Na Consulta Pública nº 109/2024, que trouxe a proposta do Banco Central para disciplinar a constituição e o funcionamento das PSAVs e a prestação de serviços de ativos virtuais por outras instituições autorizadas a funcionar pela autarquia, há diversos dispositivos estabelecendo obrigações relacionadas a PLDFT às PSAVs, todas elas espelhadas no modelo tradicional de fiscalização, monitoramento, supervisão e enforcement aplicado nos mercados financeiros e de capitais, tais como: a) possuir um diretor ou administrador responsável pelo cumprimento das normas de PLDFT; b) estabelecer políticas e procedimentos de PLDFT e mantê-los permanentemente atualizadas; e c) monitorar, identificar, analisar e comunicar às autoridades competentes as operações com indícios de infrações às normas de PLDFT.
Ainda que não represente necessariamente a posição do BIS sobre o assunto, o mérito do estudo apresentado no Boletim nº 111 é reconhecer que os mercados de criptoativos diferem significativamente dos mercados financeiros e de capitais tradicionais, e propor soluções a partir dessas diferenças.

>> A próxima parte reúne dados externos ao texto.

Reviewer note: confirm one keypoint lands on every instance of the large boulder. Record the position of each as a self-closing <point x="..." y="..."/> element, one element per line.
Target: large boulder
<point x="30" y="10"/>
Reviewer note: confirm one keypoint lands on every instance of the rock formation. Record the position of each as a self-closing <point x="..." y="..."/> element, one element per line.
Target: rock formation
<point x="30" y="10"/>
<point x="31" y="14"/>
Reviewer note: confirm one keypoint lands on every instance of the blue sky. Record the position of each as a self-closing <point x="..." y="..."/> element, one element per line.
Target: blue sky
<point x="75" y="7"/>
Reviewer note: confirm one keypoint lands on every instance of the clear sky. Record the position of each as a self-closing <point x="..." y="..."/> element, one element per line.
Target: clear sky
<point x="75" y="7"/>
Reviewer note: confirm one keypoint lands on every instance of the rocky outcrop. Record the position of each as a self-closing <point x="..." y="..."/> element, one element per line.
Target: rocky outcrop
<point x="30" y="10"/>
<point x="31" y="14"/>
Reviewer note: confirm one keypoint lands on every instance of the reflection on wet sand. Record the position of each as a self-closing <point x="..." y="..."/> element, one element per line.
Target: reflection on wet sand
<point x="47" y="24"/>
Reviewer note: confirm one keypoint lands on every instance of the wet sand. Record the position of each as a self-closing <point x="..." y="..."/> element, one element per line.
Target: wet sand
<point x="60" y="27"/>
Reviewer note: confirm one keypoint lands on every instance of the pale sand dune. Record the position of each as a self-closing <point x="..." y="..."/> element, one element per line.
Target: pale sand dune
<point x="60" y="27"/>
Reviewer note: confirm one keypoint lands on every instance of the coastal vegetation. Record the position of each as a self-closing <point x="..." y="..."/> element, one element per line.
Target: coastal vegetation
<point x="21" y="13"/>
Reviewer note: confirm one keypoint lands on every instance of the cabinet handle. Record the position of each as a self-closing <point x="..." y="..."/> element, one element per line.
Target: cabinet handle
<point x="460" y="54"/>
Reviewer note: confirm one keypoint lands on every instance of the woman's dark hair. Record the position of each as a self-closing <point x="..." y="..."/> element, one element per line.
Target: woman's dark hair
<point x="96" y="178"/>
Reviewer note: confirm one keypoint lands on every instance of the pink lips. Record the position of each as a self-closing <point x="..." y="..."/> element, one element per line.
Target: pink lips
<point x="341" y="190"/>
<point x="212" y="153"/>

Ao Banco Central, neste momento em que processa as contribuições fornecidas pelo mercado na Consulta Pública nº 109/2024, cabe identificar as peculiaridades dos mercados de criptoativos a partir da prática e dos estudos nacionais e internacionais feitos sobre o assunto, e incorporá-las à experiência nacional de políticas públicas de PLDFT para, ao final, apresentar à sociedade uma regulamentação nacional para o mercado brasileiro de criptoativos que equilibre o respeito a suas peculiaridades; a proteção dos investidores e do Sistema Financeiro Nacional; o fomento à livre iniciativa, concorrência e inovação nos produtos e serviços financeiros; a integração do mercado brasileiro ao mercado global; e o compartilhamento de informações com autoridades estrangeiras.